X = df_model[features]
y = df_model[target]

if len(X) == 0:
    raise ValueError("The final DataFrame is empty after feature engineering! Halting.")

X_train, X_test, y_train, y_test = train_test_split(X, y, test_size=0.2, random_state=42)

print(f"Feature engineering complete. Training set size: {len(X_train)}")
print(f"Total DSP & Lag features: {len(features)}")

Starting advanced feature engineering...
Feature engineering complete. Training set size: 5523
Total DSP & Lag features: 18


### 4. Train the Final Model

We will use our best-performing algorithm, LightGBM, with the parameters we found during the tuning phase. We are now testing if a "smarter" feature set can elevate the performance of our best model.

In [4]:
# Using the best parameters from our previous tuning run
best_params = {
    'objective': 'regression_l1',
    'n_estimators': 1500,
    'learning_rate': 0.05,
    'num_leaves': 40,
    'colsample_bytree': 0.8,
    'random_state': 42,
    'n_jobs': -1
}

model = lgb.LGBMRegressor(**best_params)

print("Training final DSP-featured LightGBM model...")
model.fit(
    X_train, 
    y_train,
    eval_set=[(X_test, y_test)],
    eval_metric='r2',
    callbacks=[lgb.early_stopping(100, verbose=True)]
)
print("Model training complete.")

Training final DSP-featured LightGBM model...
[LightGBM] [Info] Auto-choosing col-wise multi-threading, the overhead of testing was 0.012212 seconds.
You can set `force_col_wise=true` to remove the overhead.
[LightGBM] [Info] Total Bins 2137
[LightGBM] [Info] Number of data points in the train set: 5523, number of used features: 18
Training until validation scores don't improve for 100 rounds
Early stopping, best iteration is:
[63]	valid_0's l1: 4.24771
Model training complete.


### 5. Final Evaluation

This is the final test.
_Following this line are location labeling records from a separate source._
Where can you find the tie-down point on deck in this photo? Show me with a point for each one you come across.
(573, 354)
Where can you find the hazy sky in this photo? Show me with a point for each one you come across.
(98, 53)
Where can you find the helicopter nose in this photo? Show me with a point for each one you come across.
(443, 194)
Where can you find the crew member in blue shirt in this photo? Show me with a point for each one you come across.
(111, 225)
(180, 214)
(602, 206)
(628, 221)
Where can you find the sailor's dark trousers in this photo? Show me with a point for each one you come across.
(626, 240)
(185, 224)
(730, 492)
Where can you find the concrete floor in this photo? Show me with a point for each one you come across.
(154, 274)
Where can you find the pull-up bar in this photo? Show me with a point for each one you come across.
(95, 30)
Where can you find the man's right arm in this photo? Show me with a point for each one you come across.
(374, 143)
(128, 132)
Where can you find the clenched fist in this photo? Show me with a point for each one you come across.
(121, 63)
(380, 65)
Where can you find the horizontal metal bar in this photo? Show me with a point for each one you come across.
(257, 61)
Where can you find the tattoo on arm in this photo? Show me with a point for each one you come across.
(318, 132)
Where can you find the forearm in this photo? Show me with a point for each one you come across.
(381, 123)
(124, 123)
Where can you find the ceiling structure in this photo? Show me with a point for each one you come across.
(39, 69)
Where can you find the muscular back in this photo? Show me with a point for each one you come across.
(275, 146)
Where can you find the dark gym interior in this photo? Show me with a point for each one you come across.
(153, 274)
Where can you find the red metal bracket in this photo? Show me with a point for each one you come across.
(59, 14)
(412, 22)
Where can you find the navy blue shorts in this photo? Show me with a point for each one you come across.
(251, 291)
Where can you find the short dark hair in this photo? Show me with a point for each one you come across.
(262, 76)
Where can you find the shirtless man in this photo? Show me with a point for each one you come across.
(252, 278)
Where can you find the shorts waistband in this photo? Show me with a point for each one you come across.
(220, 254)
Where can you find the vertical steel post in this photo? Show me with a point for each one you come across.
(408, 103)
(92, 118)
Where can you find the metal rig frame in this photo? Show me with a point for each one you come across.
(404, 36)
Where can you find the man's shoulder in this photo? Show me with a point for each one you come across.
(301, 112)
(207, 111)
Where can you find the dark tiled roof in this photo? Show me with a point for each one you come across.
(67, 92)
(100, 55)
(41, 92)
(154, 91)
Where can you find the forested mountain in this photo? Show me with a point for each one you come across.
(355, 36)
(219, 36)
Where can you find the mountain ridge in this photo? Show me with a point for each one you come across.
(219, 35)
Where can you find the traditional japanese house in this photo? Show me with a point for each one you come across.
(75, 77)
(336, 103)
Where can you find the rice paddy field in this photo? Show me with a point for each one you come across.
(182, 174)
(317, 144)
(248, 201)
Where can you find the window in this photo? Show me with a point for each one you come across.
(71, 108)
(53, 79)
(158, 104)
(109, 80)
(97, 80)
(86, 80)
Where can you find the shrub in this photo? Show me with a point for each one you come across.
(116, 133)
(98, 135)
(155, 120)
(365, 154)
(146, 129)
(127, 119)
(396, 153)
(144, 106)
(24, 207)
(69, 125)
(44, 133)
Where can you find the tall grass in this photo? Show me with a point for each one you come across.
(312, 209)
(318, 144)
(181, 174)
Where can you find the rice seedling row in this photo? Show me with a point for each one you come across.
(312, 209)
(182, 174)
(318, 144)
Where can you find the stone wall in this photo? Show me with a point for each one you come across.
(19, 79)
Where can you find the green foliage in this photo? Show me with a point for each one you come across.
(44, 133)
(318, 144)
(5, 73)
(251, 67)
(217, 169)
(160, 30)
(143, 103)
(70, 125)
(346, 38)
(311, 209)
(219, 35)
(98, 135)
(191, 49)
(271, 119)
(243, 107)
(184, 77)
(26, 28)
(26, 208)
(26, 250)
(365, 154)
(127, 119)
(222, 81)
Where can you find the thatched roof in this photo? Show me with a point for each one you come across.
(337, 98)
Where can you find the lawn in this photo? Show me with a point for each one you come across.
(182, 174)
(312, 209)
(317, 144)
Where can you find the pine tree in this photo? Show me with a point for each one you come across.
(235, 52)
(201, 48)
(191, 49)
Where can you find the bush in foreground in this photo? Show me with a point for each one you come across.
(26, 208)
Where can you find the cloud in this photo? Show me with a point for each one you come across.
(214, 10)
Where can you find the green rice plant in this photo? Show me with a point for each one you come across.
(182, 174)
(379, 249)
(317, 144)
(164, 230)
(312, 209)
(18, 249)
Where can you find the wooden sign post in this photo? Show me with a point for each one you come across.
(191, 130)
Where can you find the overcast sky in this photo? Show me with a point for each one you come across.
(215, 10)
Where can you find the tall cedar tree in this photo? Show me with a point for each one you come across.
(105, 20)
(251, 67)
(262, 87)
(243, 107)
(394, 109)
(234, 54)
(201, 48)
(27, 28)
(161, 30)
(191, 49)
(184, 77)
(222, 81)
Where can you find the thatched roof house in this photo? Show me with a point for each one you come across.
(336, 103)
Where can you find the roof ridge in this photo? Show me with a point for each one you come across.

Will the signal processing features allow our model to break through the performance ceiling?

In [5]:
y_pred = model.predict(X_test)
r2 = r2_score(y_test, y_pred)

print(f"--- Final DSP Model Performance ---")
print(f"R-squared (R²): {r2:.4f}")

if r2 >= 0.85:
    print("\nMISSION ACCOMPLISHED: Performance has broken the 85% barrier!")
elif r2 > 0.71:
    print("\nSIGNIFICANT IMPROVEMENT: The DSP features provided a clear performance boost.")
else:
    print("\nSTABLE: The DSP features did not yield a significant improvement over the previous best model.")

# Save the artifact if it's our best model yet
if r2 > 0.71:
    model_path = ARTIFACT_DIR / 'digital_twin_v2.2_dsp.joblib'
    joblib.dump(model, model_path)
    print(f"New best model saved to: {model_path}")

--- Final DSP Model Performance ---
R-squared (R²): 0.0077

STABLE: The DSP features did not yield a significant improvement over the previous best model.